Independence Day is right around the corner. How will you be spending it? Lounging on the beach, hosting a barbecue with friends and family or maybe even out of town watching a spectacular fireworks display. Everyone knows that we’re celebrating the independence from Great Britain in 1776, right? Hence “Independence” Day. Today we celebrate this extraordinary moment in U.S. history with fireworks, barbecues and a day at the pool or beach – not exactly how our founding fathers would have celebrated. It’s easy to forget why this holiday came to be and how much of an impact it has made on our lives today.
Did you know that Congress actually voted in favor of independence on July 2, 1776? But it wasn’t until two days later its delegates formally adopted the Declaration of Independence. John Adams believed that July 2nd was the correct day to celebrate the birth of American independence, he reportedly would turn down invitations to appear at events on July 4th in protest.
Leading up to the start of the revolution, Great Britain was starting to feel the monetary effects of having to defend the colonies. They started imposing taxes on the colonies which were met with protest and the famous slogan “no taxation without representation”. The Tea Act most famously, led to the Boston Tea Party in December 1773 where American patriots dressed as Mohawk Indians dumped East India Company tea into the Boston harbor. Amidst climbing tensions, British troops were sent to the colonies to control against rebellion. Numerous attempts to solve the impending crisis without military conflict proved useless.

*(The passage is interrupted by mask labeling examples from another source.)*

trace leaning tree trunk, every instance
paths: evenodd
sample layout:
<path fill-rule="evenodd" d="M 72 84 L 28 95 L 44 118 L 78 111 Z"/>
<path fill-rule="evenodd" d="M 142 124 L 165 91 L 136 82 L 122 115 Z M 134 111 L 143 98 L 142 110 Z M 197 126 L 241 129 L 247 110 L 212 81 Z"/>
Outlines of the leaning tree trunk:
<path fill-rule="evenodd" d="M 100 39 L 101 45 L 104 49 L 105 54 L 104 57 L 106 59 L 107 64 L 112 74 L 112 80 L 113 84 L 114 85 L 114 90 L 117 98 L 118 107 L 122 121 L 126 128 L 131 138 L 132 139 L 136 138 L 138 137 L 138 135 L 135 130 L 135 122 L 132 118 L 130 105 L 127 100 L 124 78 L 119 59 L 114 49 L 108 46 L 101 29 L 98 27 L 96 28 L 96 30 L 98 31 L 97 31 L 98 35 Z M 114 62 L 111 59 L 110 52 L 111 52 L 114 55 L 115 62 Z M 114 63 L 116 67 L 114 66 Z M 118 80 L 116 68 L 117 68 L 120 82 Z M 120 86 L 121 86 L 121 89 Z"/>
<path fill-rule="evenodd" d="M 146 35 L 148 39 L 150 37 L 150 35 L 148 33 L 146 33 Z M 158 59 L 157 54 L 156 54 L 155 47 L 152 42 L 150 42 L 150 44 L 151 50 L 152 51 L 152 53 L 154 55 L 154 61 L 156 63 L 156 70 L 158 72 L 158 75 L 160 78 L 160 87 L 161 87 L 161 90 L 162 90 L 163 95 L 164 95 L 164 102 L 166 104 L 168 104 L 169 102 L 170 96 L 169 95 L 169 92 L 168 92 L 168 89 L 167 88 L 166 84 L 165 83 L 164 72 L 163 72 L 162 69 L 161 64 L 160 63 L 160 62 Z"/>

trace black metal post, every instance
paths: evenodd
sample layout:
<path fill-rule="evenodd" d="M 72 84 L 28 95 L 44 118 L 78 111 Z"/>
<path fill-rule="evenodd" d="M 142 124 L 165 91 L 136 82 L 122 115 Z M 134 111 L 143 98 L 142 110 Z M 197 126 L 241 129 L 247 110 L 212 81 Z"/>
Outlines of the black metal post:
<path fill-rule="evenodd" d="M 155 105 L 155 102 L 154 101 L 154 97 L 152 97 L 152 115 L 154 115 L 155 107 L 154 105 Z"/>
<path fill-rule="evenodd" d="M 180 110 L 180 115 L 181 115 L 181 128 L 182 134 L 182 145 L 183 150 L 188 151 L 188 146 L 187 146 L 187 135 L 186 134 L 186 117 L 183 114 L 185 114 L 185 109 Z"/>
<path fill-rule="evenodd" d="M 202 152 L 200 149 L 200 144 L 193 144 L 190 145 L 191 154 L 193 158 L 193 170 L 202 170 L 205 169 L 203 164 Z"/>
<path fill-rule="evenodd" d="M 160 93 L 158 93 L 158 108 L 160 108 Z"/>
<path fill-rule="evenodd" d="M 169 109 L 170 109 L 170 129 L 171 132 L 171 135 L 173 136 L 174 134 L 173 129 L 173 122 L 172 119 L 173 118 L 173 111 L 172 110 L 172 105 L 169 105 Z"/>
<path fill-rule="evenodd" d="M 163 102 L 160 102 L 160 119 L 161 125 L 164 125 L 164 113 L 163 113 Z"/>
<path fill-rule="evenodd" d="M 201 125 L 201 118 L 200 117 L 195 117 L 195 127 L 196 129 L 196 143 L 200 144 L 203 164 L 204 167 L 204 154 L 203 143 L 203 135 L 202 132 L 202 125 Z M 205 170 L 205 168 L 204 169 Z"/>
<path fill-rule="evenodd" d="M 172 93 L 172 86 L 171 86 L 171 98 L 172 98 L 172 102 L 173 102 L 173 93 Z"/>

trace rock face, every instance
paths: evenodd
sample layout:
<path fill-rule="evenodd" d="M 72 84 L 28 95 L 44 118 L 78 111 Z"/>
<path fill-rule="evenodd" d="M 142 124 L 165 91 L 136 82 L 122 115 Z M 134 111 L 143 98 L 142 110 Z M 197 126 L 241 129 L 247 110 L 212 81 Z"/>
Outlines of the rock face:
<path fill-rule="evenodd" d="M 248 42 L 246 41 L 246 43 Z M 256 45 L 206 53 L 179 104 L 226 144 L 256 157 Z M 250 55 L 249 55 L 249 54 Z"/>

When the first battles of the Revolutionary War broke out in April 1775 the only colonists who desired complete independence from Great Britain were considered radical. Over the next year due to growing hostilities between the colonies and the British, more and more people came to favor independence. In June 1776 the Continental Congress met and appointed a five-member committee to draft a formal statement justifying the break with Britain.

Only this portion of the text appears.